Following the death of Lee in 1950, KTSL was sold to CBS and renamed KNXT in 1951. As KNXT's studios, the building was host in the 1950s to Johnny Carson's earliest television shows, Carson's Cellar, a local show that aired from 1951 to 1953, and The Johnny Carson Show on the entire CBS-TV network from 1955 to 1956.

It later served as the studio for Los Angeles' first education television station, KCET while the "Vine Street Theatre" co-located at the same address and purchased by ABC Television around 1967 and was used as the home of The Joey Bishop Show and, in the 1970s, as studios for The Dating Game and The Newlywed Game.
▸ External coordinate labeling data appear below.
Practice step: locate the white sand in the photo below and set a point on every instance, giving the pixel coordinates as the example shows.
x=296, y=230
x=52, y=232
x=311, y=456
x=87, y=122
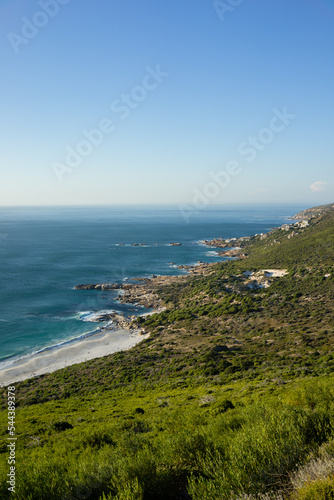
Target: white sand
x=275, y=273
x=95, y=346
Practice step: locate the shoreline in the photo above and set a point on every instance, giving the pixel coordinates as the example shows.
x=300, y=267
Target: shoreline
x=95, y=346
x=109, y=341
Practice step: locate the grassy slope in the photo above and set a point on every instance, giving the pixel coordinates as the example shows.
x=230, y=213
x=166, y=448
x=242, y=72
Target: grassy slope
x=234, y=389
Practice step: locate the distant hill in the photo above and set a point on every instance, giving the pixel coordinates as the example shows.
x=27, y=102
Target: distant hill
x=314, y=212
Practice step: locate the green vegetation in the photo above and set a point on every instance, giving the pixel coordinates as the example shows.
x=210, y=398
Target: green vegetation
x=231, y=396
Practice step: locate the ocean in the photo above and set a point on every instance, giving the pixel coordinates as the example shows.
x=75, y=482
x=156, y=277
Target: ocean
x=47, y=251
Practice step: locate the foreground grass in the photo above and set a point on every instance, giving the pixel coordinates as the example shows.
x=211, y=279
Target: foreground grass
x=151, y=443
x=231, y=396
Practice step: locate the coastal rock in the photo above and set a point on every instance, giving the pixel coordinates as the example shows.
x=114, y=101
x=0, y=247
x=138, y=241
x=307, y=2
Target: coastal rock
x=102, y=286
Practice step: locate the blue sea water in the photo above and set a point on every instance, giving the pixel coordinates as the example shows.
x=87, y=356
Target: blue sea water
x=46, y=251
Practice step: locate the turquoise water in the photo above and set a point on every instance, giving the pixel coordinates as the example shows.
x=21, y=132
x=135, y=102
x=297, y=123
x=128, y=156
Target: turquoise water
x=45, y=252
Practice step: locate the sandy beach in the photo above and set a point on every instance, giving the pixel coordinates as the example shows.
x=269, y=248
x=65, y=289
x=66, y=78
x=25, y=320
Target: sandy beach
x=78, y=351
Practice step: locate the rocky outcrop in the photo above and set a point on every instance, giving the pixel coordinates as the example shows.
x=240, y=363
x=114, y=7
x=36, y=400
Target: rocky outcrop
x=103, y=286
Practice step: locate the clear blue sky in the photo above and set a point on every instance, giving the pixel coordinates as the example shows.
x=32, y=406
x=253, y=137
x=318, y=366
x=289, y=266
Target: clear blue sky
x=180, y=89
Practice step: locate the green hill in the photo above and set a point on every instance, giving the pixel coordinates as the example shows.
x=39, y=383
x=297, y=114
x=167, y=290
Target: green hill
x=231, y=396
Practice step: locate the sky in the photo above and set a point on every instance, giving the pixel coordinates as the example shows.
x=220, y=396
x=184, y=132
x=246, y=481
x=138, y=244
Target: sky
x=195, y=103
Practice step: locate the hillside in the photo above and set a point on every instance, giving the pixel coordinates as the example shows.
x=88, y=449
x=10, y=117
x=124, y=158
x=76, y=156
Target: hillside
x=314, y=212
x=231, y=396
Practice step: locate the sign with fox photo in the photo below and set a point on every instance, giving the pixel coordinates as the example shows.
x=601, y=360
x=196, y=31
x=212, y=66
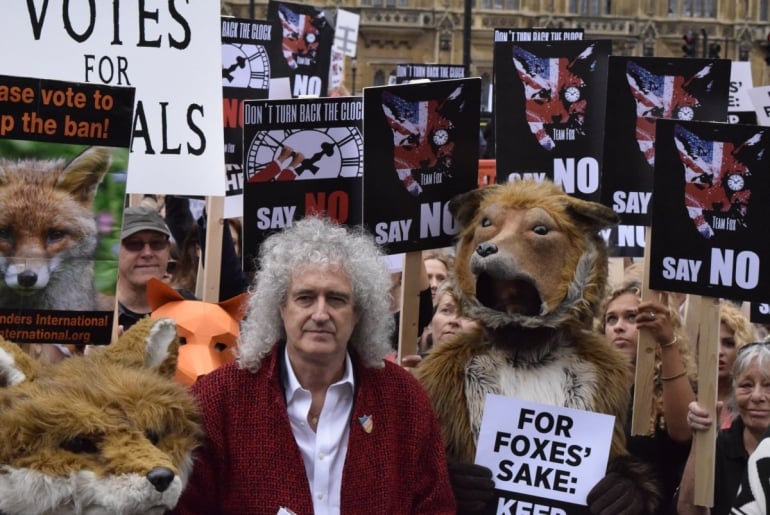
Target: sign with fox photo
x=63, y=163
x=301, y=47
x=549, y=103
x=169, y=51
x=421, y=148
x=301, y=156
x=641, y=90
x=245, y=75
x=711, y=200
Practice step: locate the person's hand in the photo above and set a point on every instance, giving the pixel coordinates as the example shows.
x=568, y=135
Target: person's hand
x=615, y=494
x=472, y=485
x=655, y=317
x=698, y=418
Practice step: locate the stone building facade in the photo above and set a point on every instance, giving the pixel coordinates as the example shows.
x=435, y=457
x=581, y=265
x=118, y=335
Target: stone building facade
x=432, y=31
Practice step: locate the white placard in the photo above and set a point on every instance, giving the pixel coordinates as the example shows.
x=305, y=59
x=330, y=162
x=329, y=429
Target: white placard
x=543, y=451
x=346, y=32
x=169, y=50
x=740, y=84
x=760, y=98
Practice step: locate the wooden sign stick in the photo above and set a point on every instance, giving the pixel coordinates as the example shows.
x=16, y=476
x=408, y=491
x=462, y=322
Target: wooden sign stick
x=410, y=304
x=705, y=441
x=207, y=286
x=644, y=378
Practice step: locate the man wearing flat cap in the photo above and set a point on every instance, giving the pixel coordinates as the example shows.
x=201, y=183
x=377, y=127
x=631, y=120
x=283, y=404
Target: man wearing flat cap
x=145, y=249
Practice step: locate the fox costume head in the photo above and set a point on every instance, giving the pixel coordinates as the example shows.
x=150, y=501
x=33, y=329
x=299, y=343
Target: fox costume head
x=208, y=331
x=530, y=255
x=109, y=432
x=48, y=231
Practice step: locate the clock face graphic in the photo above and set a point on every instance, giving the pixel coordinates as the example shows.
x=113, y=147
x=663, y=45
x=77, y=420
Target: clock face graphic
x=572, y=94
x=245, y=66
x=328, y=152
x=735, y=182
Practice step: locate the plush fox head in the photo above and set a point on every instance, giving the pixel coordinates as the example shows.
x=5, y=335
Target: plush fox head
x=108, y=432
x=530, y=255
x=208, y=331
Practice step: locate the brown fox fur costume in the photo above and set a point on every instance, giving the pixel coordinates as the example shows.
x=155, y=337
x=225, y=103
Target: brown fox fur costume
x=532, y=269
x=109, y=432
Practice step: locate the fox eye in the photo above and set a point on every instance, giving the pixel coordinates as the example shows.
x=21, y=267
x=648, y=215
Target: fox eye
x=152, y=436
x=56, y=235
x=80, y=445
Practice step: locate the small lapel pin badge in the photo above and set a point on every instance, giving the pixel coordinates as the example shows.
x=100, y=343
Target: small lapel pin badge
x=366, y=422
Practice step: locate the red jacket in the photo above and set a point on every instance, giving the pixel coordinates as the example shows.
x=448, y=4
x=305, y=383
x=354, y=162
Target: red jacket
x=251, y=464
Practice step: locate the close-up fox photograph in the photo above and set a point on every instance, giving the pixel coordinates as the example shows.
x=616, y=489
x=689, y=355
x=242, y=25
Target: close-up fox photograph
x=60, y=213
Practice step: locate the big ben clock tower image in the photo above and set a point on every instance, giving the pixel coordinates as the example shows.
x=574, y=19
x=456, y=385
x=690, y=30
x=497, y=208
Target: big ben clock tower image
x=245, y=65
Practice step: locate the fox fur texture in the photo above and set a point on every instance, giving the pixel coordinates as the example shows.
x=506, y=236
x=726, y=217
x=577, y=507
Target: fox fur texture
x=48, y=232
x=531, y=267
x=105, y=433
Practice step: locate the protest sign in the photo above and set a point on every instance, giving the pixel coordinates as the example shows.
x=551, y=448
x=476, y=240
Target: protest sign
x=301, y=156
x=711, y=196
x=169, y=53
x=245, y=75
x=420, y=150
x=544, y=459
x=553, y=95
x=640, y=90
x=739, y=105
x=409, y=72
x=760, y=98
x=63, y=160
x=301, y=47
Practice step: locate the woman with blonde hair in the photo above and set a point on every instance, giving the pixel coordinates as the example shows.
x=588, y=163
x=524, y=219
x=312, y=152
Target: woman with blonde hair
x=666, y=446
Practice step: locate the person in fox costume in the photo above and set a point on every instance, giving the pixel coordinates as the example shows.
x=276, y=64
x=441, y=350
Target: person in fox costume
x=531, y=267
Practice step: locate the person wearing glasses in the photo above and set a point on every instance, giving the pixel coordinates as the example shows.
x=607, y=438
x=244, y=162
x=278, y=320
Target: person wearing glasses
x=751, y=400
x=145, y=250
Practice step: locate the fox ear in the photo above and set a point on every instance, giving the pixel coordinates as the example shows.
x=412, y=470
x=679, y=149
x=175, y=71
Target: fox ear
x=16, y=366
x=82, y=175
x=150, y=343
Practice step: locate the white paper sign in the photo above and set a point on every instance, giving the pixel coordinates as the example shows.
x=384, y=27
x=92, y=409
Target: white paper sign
x=760, y=97
x=169, y=50
x=740, y=84
x=346, y=32
x=543, y=451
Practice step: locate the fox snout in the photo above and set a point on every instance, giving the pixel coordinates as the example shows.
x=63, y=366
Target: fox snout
x=27, y=276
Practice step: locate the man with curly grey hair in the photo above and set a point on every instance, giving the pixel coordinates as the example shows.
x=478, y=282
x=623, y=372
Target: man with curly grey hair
x=311, y=419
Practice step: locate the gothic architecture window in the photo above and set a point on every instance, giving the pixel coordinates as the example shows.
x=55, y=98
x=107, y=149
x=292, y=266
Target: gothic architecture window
x=589, y=7
x=693, y=8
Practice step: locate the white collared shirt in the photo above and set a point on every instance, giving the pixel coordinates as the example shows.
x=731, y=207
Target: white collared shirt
x=323, y=451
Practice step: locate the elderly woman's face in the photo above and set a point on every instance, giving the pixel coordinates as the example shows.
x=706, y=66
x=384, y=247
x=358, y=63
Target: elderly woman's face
x=752, y=395
x=447, y=323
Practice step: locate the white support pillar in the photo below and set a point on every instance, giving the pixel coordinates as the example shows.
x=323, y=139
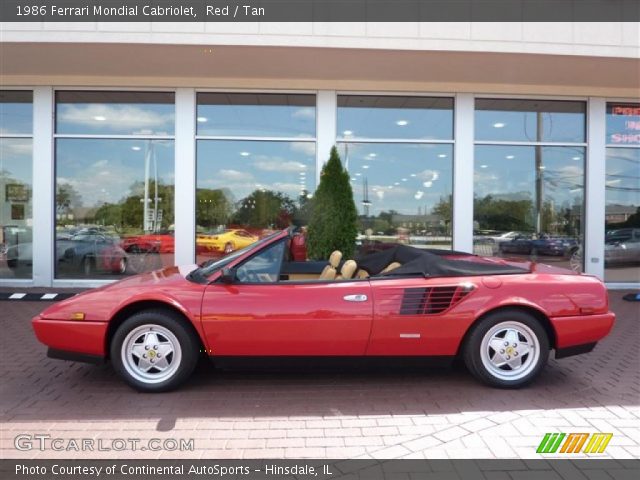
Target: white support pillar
x=595, y=187
x=463, y=173
x=44, y=212
x=185, y=176
x=326, y=125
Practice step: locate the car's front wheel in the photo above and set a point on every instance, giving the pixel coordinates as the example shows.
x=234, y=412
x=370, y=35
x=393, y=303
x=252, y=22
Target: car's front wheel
x=154, y=351
x=507, y=349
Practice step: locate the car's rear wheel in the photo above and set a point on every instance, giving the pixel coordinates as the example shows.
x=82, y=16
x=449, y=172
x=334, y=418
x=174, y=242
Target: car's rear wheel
x=507, y=349
x=154, y=351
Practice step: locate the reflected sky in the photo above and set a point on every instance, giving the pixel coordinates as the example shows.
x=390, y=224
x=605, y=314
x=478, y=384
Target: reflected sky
x=256, y=115
x=623, y=176
x=104, y=170
x=115, y=113
x=509, y=172
x=408, y=178
x=242, y=167
x=16, y=113
x=518, y=120
x=420, y=118
x=15, y=159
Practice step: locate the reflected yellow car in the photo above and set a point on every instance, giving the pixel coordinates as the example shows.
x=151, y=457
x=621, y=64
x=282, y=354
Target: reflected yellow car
x=225, y=242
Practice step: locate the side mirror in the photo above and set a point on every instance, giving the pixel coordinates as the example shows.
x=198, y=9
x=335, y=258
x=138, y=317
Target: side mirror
x=228, y=275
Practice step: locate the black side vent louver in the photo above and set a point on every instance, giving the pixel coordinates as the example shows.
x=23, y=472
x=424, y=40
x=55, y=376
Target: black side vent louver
x=431, y=300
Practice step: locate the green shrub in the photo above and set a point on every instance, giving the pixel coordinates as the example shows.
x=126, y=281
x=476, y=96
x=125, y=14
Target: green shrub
x=334, y=215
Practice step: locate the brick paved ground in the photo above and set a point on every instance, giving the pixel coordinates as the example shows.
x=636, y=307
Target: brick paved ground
x=401, y=414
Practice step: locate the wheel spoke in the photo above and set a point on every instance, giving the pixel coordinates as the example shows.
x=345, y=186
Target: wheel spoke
x=165, y=349
x=497, y=344
x=515, y=362
x=151, y=339
x=144, y=365
x=523, y=349
x=161, y=364
x=138, y=350
x=512, y=337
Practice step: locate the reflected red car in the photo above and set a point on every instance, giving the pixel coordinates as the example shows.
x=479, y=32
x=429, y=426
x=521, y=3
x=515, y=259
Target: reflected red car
x=162, y=242
x=501, y=318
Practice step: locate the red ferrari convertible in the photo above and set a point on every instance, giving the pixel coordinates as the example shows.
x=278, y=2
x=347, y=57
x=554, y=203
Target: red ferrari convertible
x=500, y=317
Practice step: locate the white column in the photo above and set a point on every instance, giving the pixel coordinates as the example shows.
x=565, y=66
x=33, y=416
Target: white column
x=595, y=188
x=185, y=176
x=43, y=187
x=463, y=173
x=326, y=123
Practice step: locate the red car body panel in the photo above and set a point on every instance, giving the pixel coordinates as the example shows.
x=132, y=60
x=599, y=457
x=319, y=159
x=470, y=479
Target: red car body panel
x=314, y=318
x=153, y=242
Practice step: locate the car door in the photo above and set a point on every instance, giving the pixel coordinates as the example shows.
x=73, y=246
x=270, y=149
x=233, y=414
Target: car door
x=412, y=316
x=260, y=315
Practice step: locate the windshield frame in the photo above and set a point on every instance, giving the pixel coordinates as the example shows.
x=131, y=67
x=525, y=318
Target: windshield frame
x=218, y=265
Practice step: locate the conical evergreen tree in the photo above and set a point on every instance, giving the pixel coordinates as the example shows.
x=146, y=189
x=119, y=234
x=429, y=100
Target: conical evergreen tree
x=334, y=216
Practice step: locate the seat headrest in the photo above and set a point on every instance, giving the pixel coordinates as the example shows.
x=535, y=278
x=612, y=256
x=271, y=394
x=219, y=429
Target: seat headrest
x=334, y=259
x=348, y=269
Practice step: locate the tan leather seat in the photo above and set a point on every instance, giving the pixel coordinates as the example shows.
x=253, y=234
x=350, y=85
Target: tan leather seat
x=362, y=274
x=347, y=270
x=330, y=271
x=391, y=266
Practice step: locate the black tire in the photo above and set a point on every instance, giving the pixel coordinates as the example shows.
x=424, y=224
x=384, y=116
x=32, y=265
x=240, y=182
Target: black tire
x=187, y=339
x=477, y=350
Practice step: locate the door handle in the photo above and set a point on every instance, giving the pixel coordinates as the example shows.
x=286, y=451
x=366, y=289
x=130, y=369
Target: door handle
x=355, y=298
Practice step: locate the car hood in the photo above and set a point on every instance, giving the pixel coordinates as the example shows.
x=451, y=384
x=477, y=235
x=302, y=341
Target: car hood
x=156, y=278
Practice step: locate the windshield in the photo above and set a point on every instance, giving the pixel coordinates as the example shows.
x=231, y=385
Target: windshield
x=209, y=268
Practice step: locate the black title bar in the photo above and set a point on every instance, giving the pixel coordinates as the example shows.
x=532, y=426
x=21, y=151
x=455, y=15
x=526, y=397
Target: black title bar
x=320, y=10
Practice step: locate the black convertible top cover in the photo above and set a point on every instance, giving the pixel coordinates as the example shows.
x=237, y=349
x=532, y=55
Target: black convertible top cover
x=430, y=263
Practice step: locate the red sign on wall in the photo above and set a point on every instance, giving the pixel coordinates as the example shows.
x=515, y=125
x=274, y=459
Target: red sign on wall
x=623, y=124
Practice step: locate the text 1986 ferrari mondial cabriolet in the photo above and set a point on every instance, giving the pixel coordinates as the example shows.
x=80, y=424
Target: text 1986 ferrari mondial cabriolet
x=501, y=317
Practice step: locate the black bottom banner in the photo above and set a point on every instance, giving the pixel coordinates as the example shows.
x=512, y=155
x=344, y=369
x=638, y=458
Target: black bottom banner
x=542, y=469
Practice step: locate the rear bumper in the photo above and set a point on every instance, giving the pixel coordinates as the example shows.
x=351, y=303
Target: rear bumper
x=581, y=330
x=72, y=337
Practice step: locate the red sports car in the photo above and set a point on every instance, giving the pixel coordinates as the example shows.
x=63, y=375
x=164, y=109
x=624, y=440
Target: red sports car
x=501, y=317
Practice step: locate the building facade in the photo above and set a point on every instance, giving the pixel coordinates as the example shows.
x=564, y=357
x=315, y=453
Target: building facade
x=130, y=146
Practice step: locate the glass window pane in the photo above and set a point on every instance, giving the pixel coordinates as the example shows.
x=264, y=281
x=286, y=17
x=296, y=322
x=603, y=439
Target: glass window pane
x=115, y=113
x=395, y=117
x=264, y=267
x=247, y=189
x=114, y=207
x=16, y=214
x=257, y=115
x=529, y=120
x=16, y=112
x=622, y=215
x=529, y=203
x=402, y=192
x=623, y=123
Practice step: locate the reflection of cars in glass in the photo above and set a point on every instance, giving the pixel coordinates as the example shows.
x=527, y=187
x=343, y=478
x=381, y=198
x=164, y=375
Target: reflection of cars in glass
x=85, y=253
x=503, y=237
x=622, y=247
x=89, y=252
x=547, y=245
x=500, y=317
x=225, y=242
x=160, y=242
x=521, y=244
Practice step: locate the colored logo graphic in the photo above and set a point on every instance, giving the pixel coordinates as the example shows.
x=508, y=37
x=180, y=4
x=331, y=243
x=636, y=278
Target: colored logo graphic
x=574, y=442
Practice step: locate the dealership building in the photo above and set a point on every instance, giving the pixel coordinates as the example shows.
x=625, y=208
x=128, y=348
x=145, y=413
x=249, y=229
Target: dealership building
x=129, y=146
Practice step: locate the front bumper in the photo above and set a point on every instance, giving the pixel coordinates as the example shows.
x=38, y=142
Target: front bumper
x=582, y=330
x=80, y=338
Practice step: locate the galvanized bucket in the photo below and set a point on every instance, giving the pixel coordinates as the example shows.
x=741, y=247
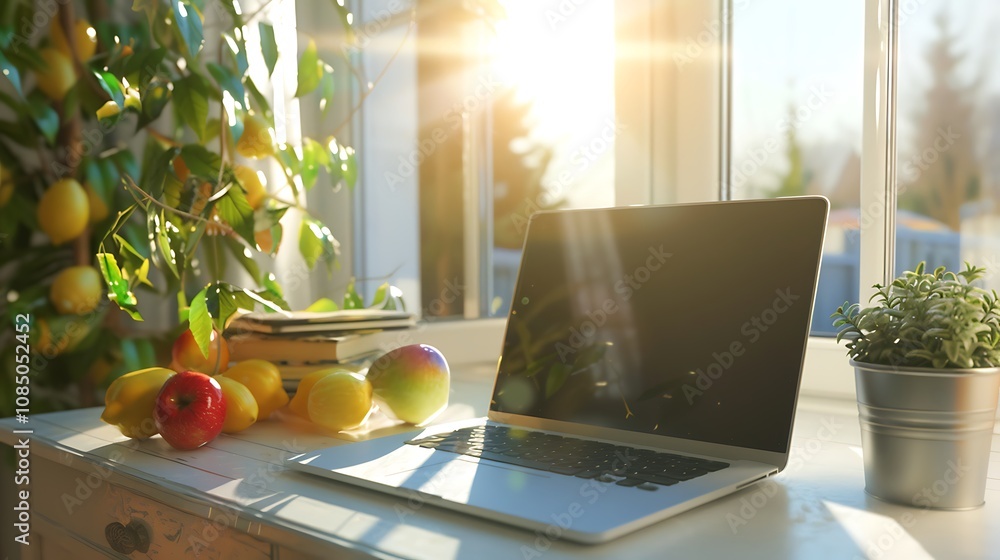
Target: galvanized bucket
x=926, y=433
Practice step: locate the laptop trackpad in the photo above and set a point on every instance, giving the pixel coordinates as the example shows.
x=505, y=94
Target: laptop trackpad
x=455, y=477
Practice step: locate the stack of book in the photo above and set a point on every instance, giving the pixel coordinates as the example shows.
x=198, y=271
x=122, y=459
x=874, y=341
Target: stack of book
x=301, y=342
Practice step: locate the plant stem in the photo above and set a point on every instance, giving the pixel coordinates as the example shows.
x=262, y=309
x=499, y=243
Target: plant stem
x=163, y=137
x=148, y=197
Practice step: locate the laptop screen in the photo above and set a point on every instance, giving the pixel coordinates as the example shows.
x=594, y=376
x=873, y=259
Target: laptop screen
x=686, y=321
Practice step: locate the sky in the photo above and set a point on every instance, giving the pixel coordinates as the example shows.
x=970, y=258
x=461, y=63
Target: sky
x=786, y=50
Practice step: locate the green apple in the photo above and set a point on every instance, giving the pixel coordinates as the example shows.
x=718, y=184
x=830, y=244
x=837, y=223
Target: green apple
x=411, y=383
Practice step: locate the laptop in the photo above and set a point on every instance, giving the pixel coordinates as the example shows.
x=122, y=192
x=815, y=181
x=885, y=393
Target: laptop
x=651, y=364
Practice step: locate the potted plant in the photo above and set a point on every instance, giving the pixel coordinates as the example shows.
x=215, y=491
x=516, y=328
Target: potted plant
x=925, y=357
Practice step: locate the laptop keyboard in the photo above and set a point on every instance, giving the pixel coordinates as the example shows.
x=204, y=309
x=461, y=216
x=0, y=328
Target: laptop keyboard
x=625, y=466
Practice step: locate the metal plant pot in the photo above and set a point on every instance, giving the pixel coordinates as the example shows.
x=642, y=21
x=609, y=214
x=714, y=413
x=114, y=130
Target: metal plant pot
x=926, y=433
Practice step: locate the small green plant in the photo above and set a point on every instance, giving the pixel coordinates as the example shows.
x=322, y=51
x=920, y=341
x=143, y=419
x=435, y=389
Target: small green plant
x=937, y=320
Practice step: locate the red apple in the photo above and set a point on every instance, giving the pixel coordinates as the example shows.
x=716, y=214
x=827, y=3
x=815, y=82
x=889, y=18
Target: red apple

The structure was purchased in 2002 by the Academy of Motion Picture Arts and Sciences as a site for the academy's film archive and the Pickford Center for Motion Picture Study.

==Owner declared incompetent==
In September 1948, Superior Judge Harold B. Jeffery declared Thomas S. Lee mentally incompetent, appointing network vice presidents Lewis Allen Weiss—also the network's general manager—and Willet H. Brown as guardians of the estate. Lee was already confined to a sanitarium and had been found mentally ill at a hearing a month earlier.

==Sale==
Thomas Lee died on January 13, 1950, after jumping from a 12-story building. His will specified that the broadcasting operations be sold, a process that began in May 1950. The radio network and its shares of Mutual stock were sold in November 1950 to General Tire and Rubber Company for $12.3 million. The broadcast properties were then merged into the Mutual Broadcasting System. The purchase helped to make General Tire the majority owner of Mutual, and Don Lee's assets became part of what would eventually become RKO General. It also included Hollywood studios estimated to be worth $3 million. KTSL was sold to CBS and is today's KCBS-TV.